Joan of Arc is a queer icon. She was a cross-dresser who disdained sex with men. Her first simple style of male garb was a practical measure for a soldier who needed to move freely and for a woman often surrounded by men in a culture that regarded single women without escort as fair sexual prey. But over time, as she first encountered the delights of elegant and expensive clothing, showered upon her as gifts of admiration and gratitude, she became quite the clothes horse. She saw no problem with this: medieval sensibilities often conflated holiness with material richness just as the Old Testament did, and God, his favorites, saints, and angels were almost invariably portrayed in the richest of finery. But her enemies mocked her adopted style of wearing silken hose and richly embellished garments in fine fabrics as proof she was as vain, conceited, and driven by lust for personal fame and riches as they had always said. Another reputed French visionary, a young shepherd boy being groomed as Joan’s more convenient, less pugnacious replacement as saintly advisor to the king, blamed her capture on her having fallen prey to vanity and luxury. They claim that she was captured because of her finery, pulled off her horse by the fancy little cape she had grown fond of wearing.

Jeanne d’Arc by Albert Lynch, engraving from Figaro Illustre magazine, 1903, public domain

Joan of Arc is an art and fashion icon. Her exploits, her cross-dressing, her independence of spirit, and her short hair inspired centuries of creative people to capture this wondrously unique individual on canvas, in brass and wood, and in textiles.

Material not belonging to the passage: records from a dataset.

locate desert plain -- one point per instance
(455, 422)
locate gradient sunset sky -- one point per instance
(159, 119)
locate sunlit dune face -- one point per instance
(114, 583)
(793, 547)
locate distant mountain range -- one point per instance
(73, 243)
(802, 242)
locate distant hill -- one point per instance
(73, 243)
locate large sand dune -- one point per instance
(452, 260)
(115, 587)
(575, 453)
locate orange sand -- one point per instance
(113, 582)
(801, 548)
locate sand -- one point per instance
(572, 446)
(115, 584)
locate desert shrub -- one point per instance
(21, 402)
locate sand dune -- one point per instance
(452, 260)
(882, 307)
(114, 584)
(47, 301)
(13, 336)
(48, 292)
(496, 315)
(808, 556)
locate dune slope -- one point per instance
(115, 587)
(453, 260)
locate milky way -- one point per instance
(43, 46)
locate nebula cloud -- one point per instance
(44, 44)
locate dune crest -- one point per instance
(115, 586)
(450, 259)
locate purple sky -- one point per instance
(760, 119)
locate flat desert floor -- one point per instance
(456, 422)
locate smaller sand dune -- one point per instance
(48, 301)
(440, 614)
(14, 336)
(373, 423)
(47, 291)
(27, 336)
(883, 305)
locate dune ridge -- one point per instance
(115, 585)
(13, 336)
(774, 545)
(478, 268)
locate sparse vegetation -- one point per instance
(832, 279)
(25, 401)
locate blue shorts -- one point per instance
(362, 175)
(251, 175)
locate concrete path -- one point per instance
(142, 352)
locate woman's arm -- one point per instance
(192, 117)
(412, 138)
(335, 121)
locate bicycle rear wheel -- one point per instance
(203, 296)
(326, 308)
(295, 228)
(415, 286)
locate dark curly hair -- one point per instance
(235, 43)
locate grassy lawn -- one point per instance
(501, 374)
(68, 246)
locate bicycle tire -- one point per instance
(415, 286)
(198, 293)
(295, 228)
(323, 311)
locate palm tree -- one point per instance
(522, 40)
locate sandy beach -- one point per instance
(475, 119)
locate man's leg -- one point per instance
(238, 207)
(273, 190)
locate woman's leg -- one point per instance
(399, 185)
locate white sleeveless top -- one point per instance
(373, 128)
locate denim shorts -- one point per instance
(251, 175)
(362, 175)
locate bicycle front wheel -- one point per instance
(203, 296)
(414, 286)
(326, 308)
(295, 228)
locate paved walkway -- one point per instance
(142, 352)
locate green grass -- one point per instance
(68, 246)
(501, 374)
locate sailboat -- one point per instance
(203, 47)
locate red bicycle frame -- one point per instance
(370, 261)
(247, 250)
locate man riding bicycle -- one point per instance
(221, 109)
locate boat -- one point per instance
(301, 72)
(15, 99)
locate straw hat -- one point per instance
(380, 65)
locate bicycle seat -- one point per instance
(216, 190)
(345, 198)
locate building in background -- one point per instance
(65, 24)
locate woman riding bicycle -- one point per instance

And songs, poems, stories, films, plays, and countless other forms of creative expression emphasize this, that, or the other facet of her varied and mysterious character. And the Joan-style, French-invented bobbed haircut of the 1920’s, the same decade which saw Joan’s canonization and women’s obtaining the full legal right to vote in the United States and Britain (it took France another twenty years), became a potent symbol, a public declaration that each cropped head recognized that:

Joan of Arc is the feminist icon, par excellence. She bested men in daring and stamina on the battlefield, in intellect time after time in the courtroom, in keeping her own counsel and determining her own destiny despite opposition from family, church, and society, in self-preservation from her would-be prison rapists, and in the courage she displayed on the day of her death. And yet, as she charmingly boasted near the beginning of her final trials, she was confident that she a better seamstress and spinner than just about any other woman! She wore armor, pretty dresses, rough men’s clothes, and over-the-top finery as it suited her. She sang, rode horses, adventured, communed with God and angels, told men and other women what to do, and drove thousands of people to distraction wondering what to make of this extraordinary, inspiring, difficult, inexplicable, and unforgettable person.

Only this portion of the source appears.